SP promete perdoar débitos de ICMS, mas vale a pena pedir perdão?

17/05/2019

Por Vinicius de Barros

O Secretário da Fazenda e Planejamento e a Procuradora Geral do Estado de São Paulo fizeram publicar a norma que regulamenta o procedimento a ser adotado pelos contribuintes interessados em pedir o perdão de débitos de ICMS decorrentes da glosa de créditos de operações amparadas por benefícios fiscais irregulares, nascidos em meio a chamada “guerra fiscal”.

O procedimento está previsto na Resolução Conjunta SFP/PGE n. 1, de 7 de maio de 2019 (“RC 1/19) e é relativamente simples. O contribuinte deve preencher um formulário contendo informações sobre o benefício fiscal que gerou a autuação e protocolar no órgão fiscal competente. Se o contribuinte cumprir as exigências, o débito será perdoado pelo fisco paulista.
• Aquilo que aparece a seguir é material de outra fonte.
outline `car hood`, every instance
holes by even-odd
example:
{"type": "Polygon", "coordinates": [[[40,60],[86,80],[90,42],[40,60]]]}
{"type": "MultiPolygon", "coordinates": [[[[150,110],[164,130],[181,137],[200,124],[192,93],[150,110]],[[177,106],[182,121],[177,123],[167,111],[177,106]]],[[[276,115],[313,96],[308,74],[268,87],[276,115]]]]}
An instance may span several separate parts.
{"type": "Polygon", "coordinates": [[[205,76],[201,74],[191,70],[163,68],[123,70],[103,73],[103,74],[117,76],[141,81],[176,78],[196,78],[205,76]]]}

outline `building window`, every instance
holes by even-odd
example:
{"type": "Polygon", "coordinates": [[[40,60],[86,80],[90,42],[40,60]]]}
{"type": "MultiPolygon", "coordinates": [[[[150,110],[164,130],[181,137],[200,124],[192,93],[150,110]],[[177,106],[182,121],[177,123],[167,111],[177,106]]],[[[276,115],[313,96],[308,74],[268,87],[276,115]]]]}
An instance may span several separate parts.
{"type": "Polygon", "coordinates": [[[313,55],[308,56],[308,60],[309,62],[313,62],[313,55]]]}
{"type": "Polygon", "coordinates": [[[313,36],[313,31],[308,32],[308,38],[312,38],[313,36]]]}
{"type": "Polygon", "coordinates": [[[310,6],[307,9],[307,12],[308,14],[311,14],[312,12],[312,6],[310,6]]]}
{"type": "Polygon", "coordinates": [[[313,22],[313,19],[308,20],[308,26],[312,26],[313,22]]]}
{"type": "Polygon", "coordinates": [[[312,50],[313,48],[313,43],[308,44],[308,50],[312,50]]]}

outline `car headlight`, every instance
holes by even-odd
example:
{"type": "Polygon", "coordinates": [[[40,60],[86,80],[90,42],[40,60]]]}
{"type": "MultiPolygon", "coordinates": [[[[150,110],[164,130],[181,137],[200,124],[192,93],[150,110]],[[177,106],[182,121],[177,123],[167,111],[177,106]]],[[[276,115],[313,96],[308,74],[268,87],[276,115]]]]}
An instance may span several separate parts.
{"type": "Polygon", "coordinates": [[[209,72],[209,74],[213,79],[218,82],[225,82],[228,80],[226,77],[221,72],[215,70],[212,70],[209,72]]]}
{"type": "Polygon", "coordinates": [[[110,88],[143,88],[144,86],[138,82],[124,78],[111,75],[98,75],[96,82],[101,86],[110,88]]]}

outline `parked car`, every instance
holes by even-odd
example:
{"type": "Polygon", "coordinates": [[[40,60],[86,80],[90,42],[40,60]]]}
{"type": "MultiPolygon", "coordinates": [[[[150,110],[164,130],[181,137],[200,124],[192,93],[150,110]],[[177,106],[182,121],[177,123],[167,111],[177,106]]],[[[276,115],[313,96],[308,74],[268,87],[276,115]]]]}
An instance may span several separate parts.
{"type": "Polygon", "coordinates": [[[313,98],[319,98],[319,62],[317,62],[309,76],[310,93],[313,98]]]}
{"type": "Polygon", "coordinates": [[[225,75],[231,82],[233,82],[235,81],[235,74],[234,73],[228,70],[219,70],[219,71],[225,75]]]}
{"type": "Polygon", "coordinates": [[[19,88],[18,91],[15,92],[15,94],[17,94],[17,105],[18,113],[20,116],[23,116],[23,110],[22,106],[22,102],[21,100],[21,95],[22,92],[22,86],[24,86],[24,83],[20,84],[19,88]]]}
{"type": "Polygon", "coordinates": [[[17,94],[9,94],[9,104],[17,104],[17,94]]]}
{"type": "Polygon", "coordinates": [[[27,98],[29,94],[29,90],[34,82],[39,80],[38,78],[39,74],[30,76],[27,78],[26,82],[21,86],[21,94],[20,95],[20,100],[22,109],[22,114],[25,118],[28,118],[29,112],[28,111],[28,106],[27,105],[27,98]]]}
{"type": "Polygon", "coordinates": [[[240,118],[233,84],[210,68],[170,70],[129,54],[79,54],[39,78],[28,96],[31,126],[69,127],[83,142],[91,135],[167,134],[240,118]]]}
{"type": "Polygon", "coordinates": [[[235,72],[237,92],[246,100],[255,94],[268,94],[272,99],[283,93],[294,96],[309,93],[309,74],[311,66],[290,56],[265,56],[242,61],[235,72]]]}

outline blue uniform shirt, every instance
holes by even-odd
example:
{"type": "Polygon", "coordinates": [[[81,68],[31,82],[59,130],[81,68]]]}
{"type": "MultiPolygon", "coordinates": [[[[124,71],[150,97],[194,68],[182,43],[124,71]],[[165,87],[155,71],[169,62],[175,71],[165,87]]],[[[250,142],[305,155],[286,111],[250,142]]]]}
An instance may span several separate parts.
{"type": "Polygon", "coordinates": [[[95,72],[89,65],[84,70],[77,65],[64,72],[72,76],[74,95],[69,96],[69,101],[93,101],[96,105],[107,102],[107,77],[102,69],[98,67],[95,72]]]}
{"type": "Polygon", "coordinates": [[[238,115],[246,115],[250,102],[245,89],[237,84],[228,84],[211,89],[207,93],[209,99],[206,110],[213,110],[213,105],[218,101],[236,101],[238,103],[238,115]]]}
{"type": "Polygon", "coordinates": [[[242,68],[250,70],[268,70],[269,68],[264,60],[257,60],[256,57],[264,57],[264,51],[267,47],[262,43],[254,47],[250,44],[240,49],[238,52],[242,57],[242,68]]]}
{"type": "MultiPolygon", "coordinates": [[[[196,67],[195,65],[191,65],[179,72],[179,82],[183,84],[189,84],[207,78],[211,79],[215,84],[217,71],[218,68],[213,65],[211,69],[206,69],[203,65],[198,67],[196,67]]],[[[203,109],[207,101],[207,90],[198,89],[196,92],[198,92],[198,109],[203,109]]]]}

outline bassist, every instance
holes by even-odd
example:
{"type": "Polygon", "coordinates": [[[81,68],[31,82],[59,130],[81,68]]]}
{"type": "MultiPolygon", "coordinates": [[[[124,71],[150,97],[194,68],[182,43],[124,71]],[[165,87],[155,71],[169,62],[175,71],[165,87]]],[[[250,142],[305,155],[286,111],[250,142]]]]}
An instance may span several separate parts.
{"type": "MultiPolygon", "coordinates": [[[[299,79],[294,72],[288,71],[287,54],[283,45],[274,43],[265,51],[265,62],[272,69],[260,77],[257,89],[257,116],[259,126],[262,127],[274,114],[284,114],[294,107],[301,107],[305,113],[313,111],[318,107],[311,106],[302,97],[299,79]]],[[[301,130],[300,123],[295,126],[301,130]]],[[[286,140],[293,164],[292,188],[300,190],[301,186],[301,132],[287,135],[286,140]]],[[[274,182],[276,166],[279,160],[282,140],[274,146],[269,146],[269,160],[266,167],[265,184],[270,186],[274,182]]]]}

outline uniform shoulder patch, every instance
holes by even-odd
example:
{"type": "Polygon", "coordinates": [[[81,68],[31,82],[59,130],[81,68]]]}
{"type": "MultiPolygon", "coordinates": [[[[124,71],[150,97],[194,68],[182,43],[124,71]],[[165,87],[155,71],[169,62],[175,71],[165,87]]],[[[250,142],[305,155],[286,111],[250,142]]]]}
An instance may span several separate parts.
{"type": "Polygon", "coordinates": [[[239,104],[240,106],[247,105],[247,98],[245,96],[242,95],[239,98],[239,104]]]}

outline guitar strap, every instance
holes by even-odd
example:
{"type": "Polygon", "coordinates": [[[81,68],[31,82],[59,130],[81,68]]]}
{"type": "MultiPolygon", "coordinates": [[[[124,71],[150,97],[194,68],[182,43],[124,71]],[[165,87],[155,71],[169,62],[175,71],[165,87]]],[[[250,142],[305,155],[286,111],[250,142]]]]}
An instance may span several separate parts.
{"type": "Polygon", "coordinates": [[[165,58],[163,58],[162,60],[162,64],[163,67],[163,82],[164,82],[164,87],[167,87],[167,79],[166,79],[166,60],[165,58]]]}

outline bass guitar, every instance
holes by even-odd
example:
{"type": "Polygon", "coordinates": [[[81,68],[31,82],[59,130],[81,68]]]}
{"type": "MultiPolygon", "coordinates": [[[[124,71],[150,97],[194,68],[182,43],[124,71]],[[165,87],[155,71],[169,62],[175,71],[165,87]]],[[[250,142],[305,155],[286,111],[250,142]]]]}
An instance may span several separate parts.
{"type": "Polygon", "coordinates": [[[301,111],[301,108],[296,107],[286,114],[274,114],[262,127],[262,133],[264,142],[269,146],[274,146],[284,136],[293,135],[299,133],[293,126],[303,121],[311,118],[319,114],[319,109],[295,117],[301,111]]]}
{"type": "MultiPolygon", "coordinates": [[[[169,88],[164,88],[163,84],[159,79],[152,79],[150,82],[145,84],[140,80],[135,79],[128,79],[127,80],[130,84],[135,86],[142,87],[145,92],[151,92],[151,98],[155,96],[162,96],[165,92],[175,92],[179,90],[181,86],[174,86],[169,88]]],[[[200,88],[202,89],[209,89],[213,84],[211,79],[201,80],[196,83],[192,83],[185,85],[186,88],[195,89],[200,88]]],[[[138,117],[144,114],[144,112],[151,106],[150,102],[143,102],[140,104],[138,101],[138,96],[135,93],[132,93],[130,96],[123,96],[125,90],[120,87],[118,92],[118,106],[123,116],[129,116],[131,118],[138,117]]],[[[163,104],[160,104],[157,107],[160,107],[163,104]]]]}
No entanto, a norma condiciona o perdão ao cumprimento de uma exigência que, a depender do caso, pode gerar um enorme ônus ao contribuinte. O artigo 2º prevê que o perdão da dívida está condicionado à desistência e renúncia, pelo contribuinte, de qualquer defesa ou recurso administrativo ou judicial, que tenha por objeto o débito a ser perdoado. Assim, se o débito for objeto de ação judicial, seja anulatória, execução fiscal ou embargos, a desistência do feito gerará ao contribuinte o ônus de arcar com as custas processuais e honorários advocatícios da procuradoria da fazenda.
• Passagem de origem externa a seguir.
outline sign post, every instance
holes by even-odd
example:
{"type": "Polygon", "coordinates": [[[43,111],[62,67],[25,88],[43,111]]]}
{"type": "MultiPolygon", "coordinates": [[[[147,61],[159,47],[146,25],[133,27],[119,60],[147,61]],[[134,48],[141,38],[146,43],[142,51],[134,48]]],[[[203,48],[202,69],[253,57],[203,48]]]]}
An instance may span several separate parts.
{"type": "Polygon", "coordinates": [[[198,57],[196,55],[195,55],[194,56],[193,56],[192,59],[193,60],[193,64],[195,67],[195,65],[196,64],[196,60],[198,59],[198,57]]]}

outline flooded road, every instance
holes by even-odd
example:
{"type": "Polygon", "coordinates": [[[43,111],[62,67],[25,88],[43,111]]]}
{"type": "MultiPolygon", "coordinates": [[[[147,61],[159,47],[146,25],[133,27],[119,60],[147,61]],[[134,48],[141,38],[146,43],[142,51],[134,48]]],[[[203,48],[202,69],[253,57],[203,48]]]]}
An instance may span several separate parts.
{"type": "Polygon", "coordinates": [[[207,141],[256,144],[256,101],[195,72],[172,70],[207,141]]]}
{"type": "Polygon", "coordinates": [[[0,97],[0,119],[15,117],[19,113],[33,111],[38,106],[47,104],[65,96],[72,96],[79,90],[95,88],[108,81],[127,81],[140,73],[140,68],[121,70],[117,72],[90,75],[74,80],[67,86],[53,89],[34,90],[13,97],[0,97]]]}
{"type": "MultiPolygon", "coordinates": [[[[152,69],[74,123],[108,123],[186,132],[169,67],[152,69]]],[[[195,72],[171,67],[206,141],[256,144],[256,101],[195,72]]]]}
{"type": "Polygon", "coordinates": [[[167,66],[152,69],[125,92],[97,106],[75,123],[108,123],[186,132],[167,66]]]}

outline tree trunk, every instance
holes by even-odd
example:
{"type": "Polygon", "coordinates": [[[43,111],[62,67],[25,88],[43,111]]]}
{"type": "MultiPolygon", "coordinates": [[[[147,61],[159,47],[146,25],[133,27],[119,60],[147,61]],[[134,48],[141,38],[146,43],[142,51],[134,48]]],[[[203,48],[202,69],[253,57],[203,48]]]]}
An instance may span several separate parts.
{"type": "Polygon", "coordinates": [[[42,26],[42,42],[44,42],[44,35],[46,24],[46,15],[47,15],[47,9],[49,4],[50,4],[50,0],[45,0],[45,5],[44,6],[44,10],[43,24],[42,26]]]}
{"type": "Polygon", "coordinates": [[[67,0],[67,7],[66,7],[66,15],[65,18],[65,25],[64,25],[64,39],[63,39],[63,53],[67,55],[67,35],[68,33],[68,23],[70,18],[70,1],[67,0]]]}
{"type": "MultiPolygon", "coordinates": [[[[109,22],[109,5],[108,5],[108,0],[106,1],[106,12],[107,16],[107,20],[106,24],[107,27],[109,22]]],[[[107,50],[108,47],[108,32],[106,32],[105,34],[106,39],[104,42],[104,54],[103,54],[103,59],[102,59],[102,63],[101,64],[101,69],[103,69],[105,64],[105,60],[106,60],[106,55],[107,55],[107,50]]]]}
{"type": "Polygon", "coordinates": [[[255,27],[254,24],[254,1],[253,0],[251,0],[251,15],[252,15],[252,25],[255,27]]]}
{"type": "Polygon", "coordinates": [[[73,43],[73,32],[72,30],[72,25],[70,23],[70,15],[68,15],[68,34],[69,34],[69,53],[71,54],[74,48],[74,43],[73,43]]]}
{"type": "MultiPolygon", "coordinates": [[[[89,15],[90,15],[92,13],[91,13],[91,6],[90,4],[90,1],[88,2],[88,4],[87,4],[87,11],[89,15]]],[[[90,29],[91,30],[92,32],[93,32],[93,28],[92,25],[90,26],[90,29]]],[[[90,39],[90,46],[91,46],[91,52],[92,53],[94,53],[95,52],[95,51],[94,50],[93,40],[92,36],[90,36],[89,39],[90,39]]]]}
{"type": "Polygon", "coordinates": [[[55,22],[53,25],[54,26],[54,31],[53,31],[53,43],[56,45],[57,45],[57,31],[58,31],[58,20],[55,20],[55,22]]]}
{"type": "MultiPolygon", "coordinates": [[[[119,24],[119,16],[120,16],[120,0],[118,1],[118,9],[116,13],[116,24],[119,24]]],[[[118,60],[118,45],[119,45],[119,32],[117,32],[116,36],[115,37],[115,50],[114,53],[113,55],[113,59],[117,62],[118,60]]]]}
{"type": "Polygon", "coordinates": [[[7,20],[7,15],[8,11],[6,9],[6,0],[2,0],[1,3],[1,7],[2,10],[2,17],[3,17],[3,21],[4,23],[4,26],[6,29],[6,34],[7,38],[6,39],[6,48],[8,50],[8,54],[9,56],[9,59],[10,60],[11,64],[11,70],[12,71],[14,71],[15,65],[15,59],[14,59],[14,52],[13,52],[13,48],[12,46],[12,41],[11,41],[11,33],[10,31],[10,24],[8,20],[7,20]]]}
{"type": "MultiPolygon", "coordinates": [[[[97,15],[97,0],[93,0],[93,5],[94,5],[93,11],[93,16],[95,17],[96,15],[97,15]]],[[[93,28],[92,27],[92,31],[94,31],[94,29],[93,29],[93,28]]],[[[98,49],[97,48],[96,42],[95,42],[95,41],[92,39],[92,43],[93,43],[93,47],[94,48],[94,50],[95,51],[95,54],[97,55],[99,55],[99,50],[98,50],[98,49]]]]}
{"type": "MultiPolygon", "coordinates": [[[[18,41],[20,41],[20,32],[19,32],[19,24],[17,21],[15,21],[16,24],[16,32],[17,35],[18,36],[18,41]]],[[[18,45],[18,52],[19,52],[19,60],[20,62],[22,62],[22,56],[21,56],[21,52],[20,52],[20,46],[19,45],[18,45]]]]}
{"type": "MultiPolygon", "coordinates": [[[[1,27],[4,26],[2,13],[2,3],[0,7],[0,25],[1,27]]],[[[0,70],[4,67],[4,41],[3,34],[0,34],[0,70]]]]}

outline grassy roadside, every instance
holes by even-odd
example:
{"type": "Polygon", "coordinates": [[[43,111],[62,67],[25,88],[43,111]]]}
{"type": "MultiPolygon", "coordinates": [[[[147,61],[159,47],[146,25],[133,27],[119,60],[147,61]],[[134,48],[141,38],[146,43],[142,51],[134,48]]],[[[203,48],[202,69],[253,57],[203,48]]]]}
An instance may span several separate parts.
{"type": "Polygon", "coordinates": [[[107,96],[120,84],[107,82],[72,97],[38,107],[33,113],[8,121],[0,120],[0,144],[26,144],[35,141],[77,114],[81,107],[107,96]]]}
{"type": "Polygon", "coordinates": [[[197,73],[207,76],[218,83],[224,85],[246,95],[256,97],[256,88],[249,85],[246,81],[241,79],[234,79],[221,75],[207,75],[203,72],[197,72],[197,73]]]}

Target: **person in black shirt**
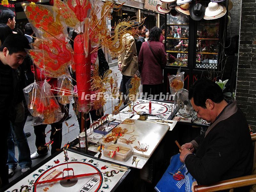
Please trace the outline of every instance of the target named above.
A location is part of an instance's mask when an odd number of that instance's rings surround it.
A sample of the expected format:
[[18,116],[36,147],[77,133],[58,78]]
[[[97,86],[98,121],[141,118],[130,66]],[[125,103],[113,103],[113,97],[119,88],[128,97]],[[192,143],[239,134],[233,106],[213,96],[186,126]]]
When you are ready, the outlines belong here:
[[20,71],[19,66],[27,56],[25,49],[30,49],[28,41],[24,36],[11,34],[0,47],[0,120],[2,127],[0,142],[3,153],[0,158],[1,186],[7,184],[8,167],[7,135],[10,121],[15,121],[14,106],[20,98],[18,92]]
Há situações em que o contribuinte não tem alternativa senão aderir ao procedimento da RC 1/19 para assegurar o perdão do débito de ICMS, ainda que tenha que assumir os ônus dos processos judiciais. Nesses casos, sem dúvida alguma a adesão é a melhor decisão. É melhor arcar “somente” com os ônus do processo, que representam apenas uma fatia do débito, do que com a dívida inteira.
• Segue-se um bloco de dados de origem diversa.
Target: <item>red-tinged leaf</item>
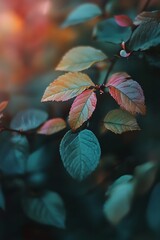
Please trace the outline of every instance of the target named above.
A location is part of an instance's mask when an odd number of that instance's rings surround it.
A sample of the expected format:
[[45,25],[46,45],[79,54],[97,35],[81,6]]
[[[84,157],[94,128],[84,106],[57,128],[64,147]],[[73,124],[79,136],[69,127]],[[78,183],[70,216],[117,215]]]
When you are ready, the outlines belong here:
[[101,50],[89,46],[75,47],[63,56],[56,69],[71,72],[82,71],[105,59],[107,56]]
[[116,15],[114,18],[116,23],[121,27],[129,27],[133,24],[132,19],[127,15]]
[[104,126],[116,134],[140,130],[135,117],[122,109],[108,112],[104,118]]
[[2,112],[8,105],[8,101],[3,101],[0,103],[0,112]]
[[130,76],[125,72],[115,73],[110,77],[106,87],[121,108],[132,114],[145,114],[143,90],[136,81],[127,78]]
[[45,122],[37,131],[39,134],[51,135],[66,128],[66,122],[62,118],[53,118]]
[[42,102],[66,101],[76,97],[91,86],[95,86],[95,84],[87,74],[69,72],[58,77],[46,88]]
[[97,98],[93,89],[88,89],[76,97],[69,113],[69,124],[73,130],[79,128],[92,116],[96,104]]

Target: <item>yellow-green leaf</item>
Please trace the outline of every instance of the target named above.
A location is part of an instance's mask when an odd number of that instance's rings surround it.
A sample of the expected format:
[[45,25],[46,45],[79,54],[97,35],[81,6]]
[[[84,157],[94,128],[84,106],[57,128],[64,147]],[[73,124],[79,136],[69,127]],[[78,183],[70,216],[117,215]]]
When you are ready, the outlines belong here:
[[56,70],[81,71],[105,59],[107,56],[101,50],[87,46],[75,47],[64,55]]
[[114,133],[140,130],[136,118],[122,109],[110,111],[104,118],[104,126]]
[[45,122],[37,131],[39,134],[51,135],[66,128],[66,122],[62,118],[53,118]]
[[66,101],[81,94],[85,89],[95,86],[84,73],[66,73],[53,81],[45,90],[42,102]]

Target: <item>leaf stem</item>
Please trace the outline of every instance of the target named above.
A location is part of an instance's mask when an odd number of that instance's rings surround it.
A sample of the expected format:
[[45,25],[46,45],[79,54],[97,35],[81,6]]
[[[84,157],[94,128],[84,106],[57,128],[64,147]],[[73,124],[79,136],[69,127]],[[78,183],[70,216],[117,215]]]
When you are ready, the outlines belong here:
[[12,132],[12,133],[18,133],[20,135],[28,135],[29,133],[31,133],[31,131],[23,131],[23,130],[17,130],[17,129],[12,129],[12,128],[8,128],[5,126],[0,127],[0,132]]

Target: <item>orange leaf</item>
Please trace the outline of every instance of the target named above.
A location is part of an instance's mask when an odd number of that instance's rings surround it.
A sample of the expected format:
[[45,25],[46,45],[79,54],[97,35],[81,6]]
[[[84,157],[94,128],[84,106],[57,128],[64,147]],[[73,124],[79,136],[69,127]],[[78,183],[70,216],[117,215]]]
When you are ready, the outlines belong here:
[[106,87],[121,108],[132,114],[145,114],[143,90],[136,81],[127,78],[130,76],[125,72],[115,73],[110,77]]
[[84,73],[66,73],[58,77],[45,90],[42,102],[66,101],[81,94],[85,89],[95,86]]
[[96,104],[97,98],[93,89],[88,89],[76,97],[69,113],[69,124],[73,130],[79,128],[92,116]]
[[39,134],[51,135],[66,128],[66,122],[62,118],[53,118],[45,122],[37,131]]

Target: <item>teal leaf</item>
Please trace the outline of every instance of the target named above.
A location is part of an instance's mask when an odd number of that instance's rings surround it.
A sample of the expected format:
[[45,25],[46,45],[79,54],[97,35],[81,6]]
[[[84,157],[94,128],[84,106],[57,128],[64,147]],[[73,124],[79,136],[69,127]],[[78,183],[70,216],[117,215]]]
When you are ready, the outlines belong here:
[[101,21],[93,31],[93,38],[100,42],[120,44],[128,41],[131,36],[130,27],[120,27],[114,18]]
[[128,44],[132,51],[147,50],[160,44],[159,19],[149,18],[143,21],[133,32]]
[[28,131],[39,127],[47,118],[48,114],[45,111],[28,109],[17,113],[10,126],[16,130]]
[[79,133],[68,131],[61,141],[60,155],[68,173],[81,181],[97,167],[101,149],[90,130],[85,129]]
[[157,183],[150,195],[147,208],[147,222],[149,227],[159,233],[160,229],[160,183]]
[[62,198],[56,192],[46,192],[41,197],[26,197],[22,201],[25,214],[32,220],[65,228],[66,211]]
[[155,162],[146,162],[135,168],[134,181],[138,194],[146,193],[153,185],[157,173]]
[[135,186],[129,179],[115,184],[109,191],[109,198],[104,204],[104,215],[114,225],[118,224],[131,208]]
[[62,24],[62,27],[69,27],[79,23],[86,22],[102,14],[98,5],[93,3],[84,3],[73,10]]
[[5,210],[5,200],[4,200],[4,195],[1,188],[0,188],[0,208]]

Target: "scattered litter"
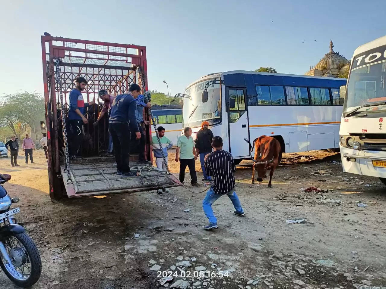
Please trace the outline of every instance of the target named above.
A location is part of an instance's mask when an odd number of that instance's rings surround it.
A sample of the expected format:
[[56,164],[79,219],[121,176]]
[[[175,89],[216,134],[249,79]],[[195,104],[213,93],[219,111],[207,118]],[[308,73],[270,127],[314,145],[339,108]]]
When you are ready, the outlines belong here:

Entretanto, há situações em que a adesão ao procedimento da RC 1/19 pode não ser um bom negócio. Por isso, recomenda-se cautela na decisão sobre o assunto, pois a adesão neste momento pode se mostrar precipitada. Vai depender do Supremo Tribunal Federal. Explicamos o porquê.

A possibilidade de um Estado glosar o crédito de operação amparada por benefício fiscal concedido de maneira ilegal por outro Estado é absolutamente questionável. Há, inclusive, vários precedentes no sentido de que a glosa é ilegal. Mas a decisão definitiva sobre o assunto deve vir do STF, quando do julgamento, em Repercussão Geral, do RE 628.075 (tema 490). Se o STF julgar que a glosa é inconstitucional, esses débitos que agora estão sendo perdoados pelo Estado de São Paulo serão considerados indevidos.

Ou seja, o contribuinte que hoje estiver discutindo essa tese e, antes do julgamento do STF, resolver desistir da discussão para aderir ao procedimento da RC 1/19, abrirá mão da possibilidade de sair vitorioso do seu processo e não ter que arcar com nada, nem débito de ICMS, nem custas processuais, nem honorários da parte contrária. Pelo contrário, se o STF decidir a favor do contribuinte, terá ele direito ao reembolso das custas e despesas que tiver adiantado no processo.

Como a RC 1/19 não estabelece prazo, não vemos motivo para adesão antes do julgamento da questão pelo STF. O contribuinte pode aguardar, sem correr o risco de perder o direito ao perdão, caso seja necessário pedi-lo.